Red Hat Bugzilla – Bug 483445
Packets Loss with Netdump
Last modified: 2009-02-01 14:09:23 EST
Description of problem:
This is to track the additional issue with the fix,
Bug 477945 - Kernel Panic with Bnx2 - Badness in local_bh_enable at kernel/softirq.c:141
I have seen consistently packets loss while running "echo t >/proc/sysrq-trigger" in a loop.
From the affected machine's serial console,
# while :; do echo t >/proc/sysrq-trigger; done
From another host,
$ ping hp-dl785g5-01.rhts.bos.redhat.com
I have seen lots of packets loss here.
It likely happens on machines using bnx2 driver.

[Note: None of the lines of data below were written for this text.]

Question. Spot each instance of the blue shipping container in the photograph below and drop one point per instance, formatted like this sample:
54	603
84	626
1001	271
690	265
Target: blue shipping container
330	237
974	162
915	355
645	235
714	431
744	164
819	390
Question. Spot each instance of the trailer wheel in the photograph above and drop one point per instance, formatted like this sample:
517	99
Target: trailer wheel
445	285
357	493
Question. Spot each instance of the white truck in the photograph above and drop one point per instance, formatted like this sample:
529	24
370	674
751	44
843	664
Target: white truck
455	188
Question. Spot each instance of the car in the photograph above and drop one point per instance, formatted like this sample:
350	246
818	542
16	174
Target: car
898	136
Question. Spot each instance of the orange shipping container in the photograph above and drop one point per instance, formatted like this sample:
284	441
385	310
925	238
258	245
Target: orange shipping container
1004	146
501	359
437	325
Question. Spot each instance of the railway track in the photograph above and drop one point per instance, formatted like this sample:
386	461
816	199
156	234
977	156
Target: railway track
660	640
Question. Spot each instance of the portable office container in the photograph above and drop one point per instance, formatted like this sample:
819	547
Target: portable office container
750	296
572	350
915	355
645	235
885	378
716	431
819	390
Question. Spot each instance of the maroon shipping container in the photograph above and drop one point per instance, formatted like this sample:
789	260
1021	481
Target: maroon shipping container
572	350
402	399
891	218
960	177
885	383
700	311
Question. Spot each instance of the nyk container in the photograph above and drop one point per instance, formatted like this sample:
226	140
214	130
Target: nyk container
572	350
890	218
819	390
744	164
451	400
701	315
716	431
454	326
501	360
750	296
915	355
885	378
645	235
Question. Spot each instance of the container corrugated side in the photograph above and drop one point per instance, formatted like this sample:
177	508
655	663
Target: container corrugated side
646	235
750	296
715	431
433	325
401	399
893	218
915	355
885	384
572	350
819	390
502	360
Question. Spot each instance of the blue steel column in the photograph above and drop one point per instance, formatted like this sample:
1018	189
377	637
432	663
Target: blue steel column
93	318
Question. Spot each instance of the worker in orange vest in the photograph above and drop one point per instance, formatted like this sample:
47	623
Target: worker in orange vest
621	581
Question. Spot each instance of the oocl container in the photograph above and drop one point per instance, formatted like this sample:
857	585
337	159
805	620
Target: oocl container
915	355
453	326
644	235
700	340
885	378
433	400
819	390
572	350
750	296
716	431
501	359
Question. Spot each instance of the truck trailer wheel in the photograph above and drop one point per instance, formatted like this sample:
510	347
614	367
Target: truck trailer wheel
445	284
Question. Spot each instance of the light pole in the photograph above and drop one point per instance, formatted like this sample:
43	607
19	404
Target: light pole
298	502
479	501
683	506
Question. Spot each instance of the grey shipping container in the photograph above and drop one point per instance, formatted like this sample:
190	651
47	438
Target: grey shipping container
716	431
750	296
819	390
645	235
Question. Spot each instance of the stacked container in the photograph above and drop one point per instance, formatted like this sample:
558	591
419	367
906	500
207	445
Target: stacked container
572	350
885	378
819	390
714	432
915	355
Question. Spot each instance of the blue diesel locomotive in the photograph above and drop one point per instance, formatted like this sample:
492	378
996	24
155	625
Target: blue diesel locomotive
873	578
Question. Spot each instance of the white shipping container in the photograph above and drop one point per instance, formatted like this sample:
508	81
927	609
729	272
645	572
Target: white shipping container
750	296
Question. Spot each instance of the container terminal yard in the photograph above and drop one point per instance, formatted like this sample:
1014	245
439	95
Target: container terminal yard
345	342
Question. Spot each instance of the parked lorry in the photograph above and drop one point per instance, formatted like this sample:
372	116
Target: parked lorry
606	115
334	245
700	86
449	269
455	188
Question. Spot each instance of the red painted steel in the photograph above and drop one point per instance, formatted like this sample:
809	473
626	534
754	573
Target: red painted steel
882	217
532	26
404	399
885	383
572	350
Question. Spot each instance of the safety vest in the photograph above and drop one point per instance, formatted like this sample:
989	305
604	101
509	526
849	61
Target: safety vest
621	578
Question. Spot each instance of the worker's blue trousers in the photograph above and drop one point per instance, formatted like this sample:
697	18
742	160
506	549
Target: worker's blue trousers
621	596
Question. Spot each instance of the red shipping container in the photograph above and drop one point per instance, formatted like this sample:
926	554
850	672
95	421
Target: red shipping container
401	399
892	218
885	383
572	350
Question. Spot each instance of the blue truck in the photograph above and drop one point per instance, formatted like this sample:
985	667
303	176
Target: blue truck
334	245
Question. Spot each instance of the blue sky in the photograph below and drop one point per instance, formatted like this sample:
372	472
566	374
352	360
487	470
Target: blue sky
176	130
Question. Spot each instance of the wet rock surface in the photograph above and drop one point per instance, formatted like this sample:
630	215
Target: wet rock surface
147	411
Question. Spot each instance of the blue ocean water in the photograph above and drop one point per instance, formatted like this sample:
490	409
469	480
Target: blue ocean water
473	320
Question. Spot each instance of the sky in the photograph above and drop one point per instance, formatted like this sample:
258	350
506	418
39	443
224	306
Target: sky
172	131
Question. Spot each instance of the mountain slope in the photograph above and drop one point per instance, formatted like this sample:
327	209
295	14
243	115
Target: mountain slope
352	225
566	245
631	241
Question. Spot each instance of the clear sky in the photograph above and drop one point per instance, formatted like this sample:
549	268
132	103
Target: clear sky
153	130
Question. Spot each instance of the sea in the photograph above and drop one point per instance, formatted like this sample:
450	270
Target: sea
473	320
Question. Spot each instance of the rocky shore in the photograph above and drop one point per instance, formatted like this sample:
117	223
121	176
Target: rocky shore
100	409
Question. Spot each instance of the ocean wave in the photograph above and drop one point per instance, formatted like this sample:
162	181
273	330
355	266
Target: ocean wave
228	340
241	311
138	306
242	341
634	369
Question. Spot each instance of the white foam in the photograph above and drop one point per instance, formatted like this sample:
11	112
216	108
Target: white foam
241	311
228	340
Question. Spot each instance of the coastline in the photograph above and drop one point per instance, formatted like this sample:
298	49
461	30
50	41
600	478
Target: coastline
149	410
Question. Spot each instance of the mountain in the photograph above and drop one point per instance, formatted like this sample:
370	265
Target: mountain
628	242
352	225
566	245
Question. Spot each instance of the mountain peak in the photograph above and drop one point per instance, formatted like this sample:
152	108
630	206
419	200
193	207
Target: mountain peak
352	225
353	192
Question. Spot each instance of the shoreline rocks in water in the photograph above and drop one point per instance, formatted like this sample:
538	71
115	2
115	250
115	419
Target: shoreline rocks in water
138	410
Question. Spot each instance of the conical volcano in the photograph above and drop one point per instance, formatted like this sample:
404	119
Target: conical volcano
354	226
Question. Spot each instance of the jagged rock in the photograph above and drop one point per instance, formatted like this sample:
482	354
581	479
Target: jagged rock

Version-Release number of selected component (if applicable):
kernel-2.6.9-78.23.EL + patch from,
Steps to Reproduce:
1. reserve one of the affected machines.
2. while :; do echo t >/proc/sysrq-trigger; done
3. From another host,
$ ping <the affected machine>
no packet loss
This isn't a bug, you're exercizing the pessimal case of netpoll. In the prior bug that you mention, we found a problem wherein there was access to shared data from multiple contexts causing a panic. The fix for that was to enforce the needed mutual exclusion between those contexts. Since one of the contexts was the nominal receive fast path (net_rx_action), netpoll now (correctly) blocks receive operations while calling the poll_controller/poll methods of a driver. doing this puts us at risk for frame loss. By sending multiple sysrq-t's, you effectively create multiple windows of time where we can't rx frames, leading to overflow and frame drops. This is working as it should.